Your first priority should be to create discretionary income. To do that you will need to do one of the following:
- Lower your living expenses and/or debt payments.
- Increase your take-home pay.
- A combination of #1 and #2.
If you have discretionary income, but you don't have an emergency savings account equal to 3-6 months of your income, then CD investing, or any other type of financial investing, should not be your first priority.
Your first priority should be to direct a significant portion of your discretionary income into a type of savings account that doesn't have early withdrawal penalties, for as long as it takes to build up an emergency fund equal to at least three months of your income.
If you do have discretionary income, and you have established an emergency fund, but you also have high-interest debt, then again, CD investing, or any other type of financial investing, should not be your first priority.
Your first priority should be to invest in your debt.
Your return on investment of paying off your high-interest debt can be five to ten times greater than that of even a high yield certificate of deposit -- especially if you consider that you won't have to pay taxes on the money you earn (save) from paying off debt ahead of schedule.
If you have discretionary income, an emergency fund, and no high-interest debt, only then should you consider CD investing. Of course, investment brokers will give you all kinds of reasons why you shouldn't consider CD investing.
What Brokerage Firms Want You To Believe About CD Investing
In their attempt to get you to invest your money into an investment that will reward them with commissions and fees, investment "advisors" will be quick to point out that CD investing exposes you to what they refer to as "inflation risk."
The idea behind inflation risk is that if your money is not achieving a return on investment higher than the rate of inflation, you will be going backward financially. While this is certainly true, inflation risk can be no more harmful to your net worth than the added risk that comes with high yield investments.

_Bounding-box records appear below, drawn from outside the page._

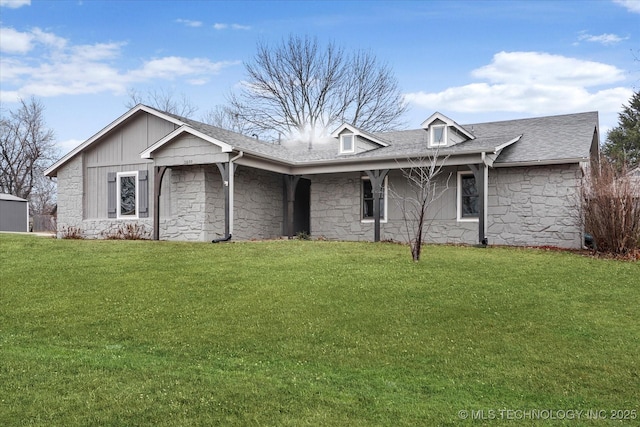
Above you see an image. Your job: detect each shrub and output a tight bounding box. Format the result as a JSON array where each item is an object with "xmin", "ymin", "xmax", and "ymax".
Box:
[
  {"xmin": 60, "ymin": 226, "xmax": 84, "ymax": 240},
  {"xmin": 101, "ymin": 224, "xmax": 151, "ymax": 240},
  {"xmin": 296, "ymin": 231, "xmax": 311, "ymax": 240},
  {"xmin": 581, "ymin": 162, "xmax": 640, "ymax": 255}
]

Thanks to the promotion of concepts such as inflation risk, I know many people who lost virtually all of their life savings since that fateful day on September 11, 2001 (some lost their homes as well).

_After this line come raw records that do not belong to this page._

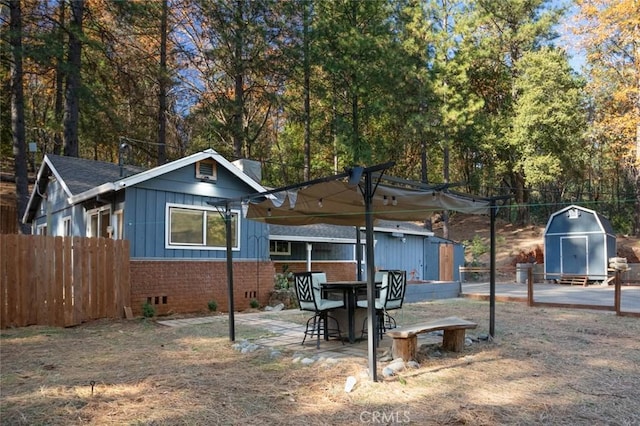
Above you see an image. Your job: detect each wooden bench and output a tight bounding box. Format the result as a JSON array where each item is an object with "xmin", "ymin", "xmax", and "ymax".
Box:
[
  {"xmin": 386, "ymin": 317, "xmax": 478, "ymax": 361},
  {"xmin": 558, "ymin": 275, "xmax": 588, "ymax": 287}
]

Meanwhile, people who limited their investing to low-risk or government insured investments (such as CD investing and debt investment), certainly experience a marked reduction in their return on investment, but they didn't lose a single dollar of their principal. And since people like that tend to have little or no debt payments, a reduction in income is far less of a concern for them.
Who Should You Listen To For Investment Advice?
The bottom line when it comes to who you should listen to when it comes to deciding where to invest money is to listen to your gut feeling and common sense. At the very least, ask yourself the following questions:
- Will a commissioned broker truly hold my best interests over their own?
- Do I really want to risk losing the money I worked so hard to earn and sacrificed so much to save?
- Does the notion of making money without having to work for it fit into the category of "too good to be true?"
- Sure, some people took huge risks in the stock market and won big, but how many do I know personally?